Outros expoentes como Julio Olalla (coaching ontológico) e Bebe Hansen (presence-based coaching), embora provenientes de tradições distintas, convergem na mesma premissa: o verdadeiro impacto acontece quando o foco está na pessoa, e não no problema. Olalla desloca a atenção do “fazer” para o “ser”, mostrando que transformação sustentável nasce da coerência entre linguagem, emoções e corpo. Hansen enfatiza a presença consciente como fundamento para escolhas mais sábias: ao cultivar pausa, centramento e consciência somática, o cliente aprende a responder à complexidade com recursos internos renovados, em vez de repetir padrões antigos. Coaching de alto nível não é resolver questões pontuais, mas expandir quem o cliente é.
O que esse foco na pessoa significa na prática
Imaginemos um executivo sob grande estresse, com insônia e dores nas costas, que em uma sessão declara: “eu não posso errar”. Um coach sem sólida formação pode se sentir tentado a ajudar esse executivo a tomar as “melhores” decisões, influenciando o cliente a fazer aquilo que considera mais acertado. Seria um desserviço – e, pior, criaria dependência. Mesmo que esse coach fosse experiente no setor e desse um conselho que funcionasse, o cliente estaria mais bem equipado para desafios futuros? Ou ficaria dependente desse coach?
Se compreendermos os pilares da ICF e da EMCC, que reforçam o aprendizado autodirigido e devolvem ao indivíduo a capacidade de encontrar suas próprias soluções, fica claro que esse coach não entregou o que um processo legítimo de coaching deve entregar.
Para isso, o coach precisaria explorar as brechas que surgiram na sessão.
Brecha: A crença “eu não posso errar”
Perguntas que acessam a raiz identitária, não o comportamento: “Quando você diz ‘eu não posso errar’, quem é a pessoa que você acredita que precisa ser?”; “O que você teme que aconteça se você errar diante dessas pessoas?”; “O que você protege quando tenta não errar?”.

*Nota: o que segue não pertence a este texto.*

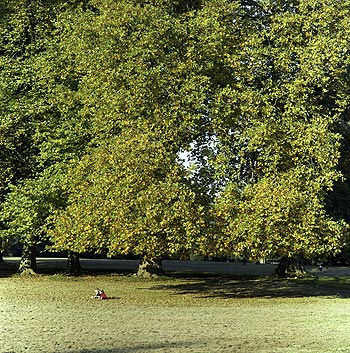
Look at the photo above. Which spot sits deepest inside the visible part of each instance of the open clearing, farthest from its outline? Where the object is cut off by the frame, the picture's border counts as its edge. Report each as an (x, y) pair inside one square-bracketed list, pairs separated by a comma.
[(200, 313)]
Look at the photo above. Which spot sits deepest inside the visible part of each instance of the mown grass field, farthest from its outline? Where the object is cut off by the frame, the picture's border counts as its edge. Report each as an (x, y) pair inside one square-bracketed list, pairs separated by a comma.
[(179, 314)]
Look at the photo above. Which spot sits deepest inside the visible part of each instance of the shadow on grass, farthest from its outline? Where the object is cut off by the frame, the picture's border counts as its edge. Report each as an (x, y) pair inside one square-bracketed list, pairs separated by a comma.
[(226, 287)]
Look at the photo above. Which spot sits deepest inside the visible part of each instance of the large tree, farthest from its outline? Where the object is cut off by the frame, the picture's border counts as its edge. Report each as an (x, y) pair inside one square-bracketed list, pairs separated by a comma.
[(39, 128)]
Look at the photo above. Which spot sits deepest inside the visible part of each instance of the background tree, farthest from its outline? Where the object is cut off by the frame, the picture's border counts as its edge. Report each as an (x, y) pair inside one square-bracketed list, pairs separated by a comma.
[(286, 105)]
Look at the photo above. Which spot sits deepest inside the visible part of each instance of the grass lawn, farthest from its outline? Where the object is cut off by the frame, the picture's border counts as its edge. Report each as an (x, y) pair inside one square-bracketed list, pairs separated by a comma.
[(201, 314)]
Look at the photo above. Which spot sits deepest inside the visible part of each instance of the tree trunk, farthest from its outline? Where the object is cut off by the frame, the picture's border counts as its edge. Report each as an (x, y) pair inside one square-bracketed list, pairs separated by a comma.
[(73, 264), (27, 264), (2, 250), (150, 268), (290, 267)]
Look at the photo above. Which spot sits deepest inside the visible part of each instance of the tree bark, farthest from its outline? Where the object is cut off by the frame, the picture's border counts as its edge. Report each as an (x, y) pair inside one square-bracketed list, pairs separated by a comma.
[(73, 266), (150, 268), (290, 267), (27, 264)]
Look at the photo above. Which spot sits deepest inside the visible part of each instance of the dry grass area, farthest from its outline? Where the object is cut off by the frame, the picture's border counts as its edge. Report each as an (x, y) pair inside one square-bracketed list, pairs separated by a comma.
[(180, 314)]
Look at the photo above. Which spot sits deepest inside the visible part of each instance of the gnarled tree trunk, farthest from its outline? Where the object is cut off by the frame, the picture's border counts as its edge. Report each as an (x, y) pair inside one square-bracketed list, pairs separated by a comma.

Brecha: O corpo como fonte de sabedoria
O cliente trouxe dor, insônia… isso é material vivo. “O que seu corpo está tentando te mostrar que sua mente ainda não quer ver?”; “O que muda no seu corpo quando você imagina não ter todas as respostas?”; “O que seu corpo sabe sobre esse momento que você ainda não colocou em palavras?”.

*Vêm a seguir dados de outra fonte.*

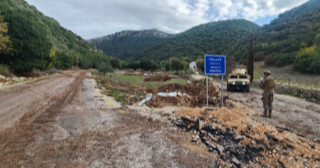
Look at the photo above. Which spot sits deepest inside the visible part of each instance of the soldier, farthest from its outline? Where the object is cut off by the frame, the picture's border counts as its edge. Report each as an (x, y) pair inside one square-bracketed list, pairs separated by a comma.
[(267, 84)]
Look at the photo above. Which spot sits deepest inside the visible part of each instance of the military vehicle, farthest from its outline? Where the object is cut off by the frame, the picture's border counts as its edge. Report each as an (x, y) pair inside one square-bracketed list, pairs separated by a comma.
[(238, 79)]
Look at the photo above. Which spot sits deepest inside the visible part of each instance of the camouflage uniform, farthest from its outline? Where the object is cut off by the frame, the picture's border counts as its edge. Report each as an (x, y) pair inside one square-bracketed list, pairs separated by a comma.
[(267, 85)]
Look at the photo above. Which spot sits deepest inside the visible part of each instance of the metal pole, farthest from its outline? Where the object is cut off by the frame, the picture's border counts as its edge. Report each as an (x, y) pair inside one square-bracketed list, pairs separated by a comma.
[(222, 92), (207, 92)]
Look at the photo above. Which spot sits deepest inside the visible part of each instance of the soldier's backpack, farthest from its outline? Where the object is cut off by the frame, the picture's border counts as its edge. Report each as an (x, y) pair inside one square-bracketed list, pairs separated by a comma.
[(270, 84)]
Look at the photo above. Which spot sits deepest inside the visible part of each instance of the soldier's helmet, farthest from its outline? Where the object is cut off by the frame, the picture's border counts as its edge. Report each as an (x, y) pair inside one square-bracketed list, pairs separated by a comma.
[(267, 72)]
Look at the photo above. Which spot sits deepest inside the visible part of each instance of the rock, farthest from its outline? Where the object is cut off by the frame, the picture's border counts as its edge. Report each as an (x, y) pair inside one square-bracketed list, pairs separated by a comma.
[(15, 79), (200, 124), (236, 162), (220, 149), (291, 137), (312, 146), (211, 145), (238, 138), (195, 138)]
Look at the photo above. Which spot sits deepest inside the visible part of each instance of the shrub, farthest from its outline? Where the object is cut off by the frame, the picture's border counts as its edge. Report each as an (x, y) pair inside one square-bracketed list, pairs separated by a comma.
[(104, 67), (4, 70), (269, 60)]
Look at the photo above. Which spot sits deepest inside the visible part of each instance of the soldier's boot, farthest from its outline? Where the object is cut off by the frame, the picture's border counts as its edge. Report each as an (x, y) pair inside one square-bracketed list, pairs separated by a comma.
[(270, 112), (264, 114)]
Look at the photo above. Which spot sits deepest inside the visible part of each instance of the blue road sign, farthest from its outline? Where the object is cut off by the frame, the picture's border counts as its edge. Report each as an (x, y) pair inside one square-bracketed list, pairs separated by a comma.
[(215, 64)]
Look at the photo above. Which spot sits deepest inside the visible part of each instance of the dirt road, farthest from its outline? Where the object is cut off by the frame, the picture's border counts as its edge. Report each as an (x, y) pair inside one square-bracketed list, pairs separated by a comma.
[(289, 112), (62, 121)]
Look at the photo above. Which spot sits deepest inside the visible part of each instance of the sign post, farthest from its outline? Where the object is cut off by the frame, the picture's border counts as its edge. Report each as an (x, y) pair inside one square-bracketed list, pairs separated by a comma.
[(215, 65)]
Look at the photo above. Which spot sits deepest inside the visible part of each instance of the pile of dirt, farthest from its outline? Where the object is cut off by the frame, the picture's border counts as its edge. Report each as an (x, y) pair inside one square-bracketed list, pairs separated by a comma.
[(135, 73), (241, 141), (157, 78), (195, 96)]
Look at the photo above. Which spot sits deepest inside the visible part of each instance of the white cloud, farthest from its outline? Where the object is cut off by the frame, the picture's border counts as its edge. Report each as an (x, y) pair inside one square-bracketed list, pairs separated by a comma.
[(101, 17)]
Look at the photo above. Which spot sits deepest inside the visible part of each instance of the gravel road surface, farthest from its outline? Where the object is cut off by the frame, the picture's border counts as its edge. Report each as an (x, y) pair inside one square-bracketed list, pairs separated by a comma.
[(64, 121)]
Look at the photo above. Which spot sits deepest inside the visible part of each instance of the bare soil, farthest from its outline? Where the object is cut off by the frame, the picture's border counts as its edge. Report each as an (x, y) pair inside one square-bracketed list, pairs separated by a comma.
[(61, 121)]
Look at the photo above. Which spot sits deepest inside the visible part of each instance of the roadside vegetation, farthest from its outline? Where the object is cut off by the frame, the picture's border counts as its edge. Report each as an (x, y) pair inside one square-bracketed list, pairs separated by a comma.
[(30, 40), (287, 75), (129, 87)]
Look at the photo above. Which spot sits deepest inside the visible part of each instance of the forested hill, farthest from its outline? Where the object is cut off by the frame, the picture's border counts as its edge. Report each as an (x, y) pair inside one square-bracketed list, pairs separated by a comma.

Brecha: O que está vivo agora
Perguntas que trazem presença radical: “O que você não disse ainda porque talvez seja difícil dizer?”; “O que você percebe em você enquanto fala disso?”.
Brecha: Transformação (não insight)
Perguntas que movem identidade: “O que seria possível para você se o erro deixasse de ser uma ameaça?”; “Quem você seria sem essa exigência de perfeição?”; “O que você precisa liberar para se tornar quem está tentando emergir?”.
Essas perguntas focam no “ser” do cliente, ampliam autoconsciência e abrem espaço para novas possibilidades – não para respostas prontas.
Quando eu trabalhava como gerente de educação corporativa, muitas vezes precisei explicar que um coach que já teve o cargo do cliente não era, necessariamente, o melhor profissional para apoiá-lo. A expectativa era de alguém que desse respostas, mas isso gera apenas ganhos de curto prazo. Não desenvolve o profissional. Em outras palavras, não é o melhor uso do recurso.
Então, “com o que trabalho?”. Quem pergunta tem em mente os memes, as piadas, os pseudo-coaches e suas soluções mágicas. Na minha mente, tenho as referências – algumas das quais compartilhei aqui – que me orientam e me desafiam a fazer algo que não é trivial: provocar reflexão que leva ao questionamento de visões de si e do mundo que talvez tenham sido úteis até agora, mas que não são mais.
E você, como RH, o que responde aos clientes internos quando querem entender melhor o que é coaching?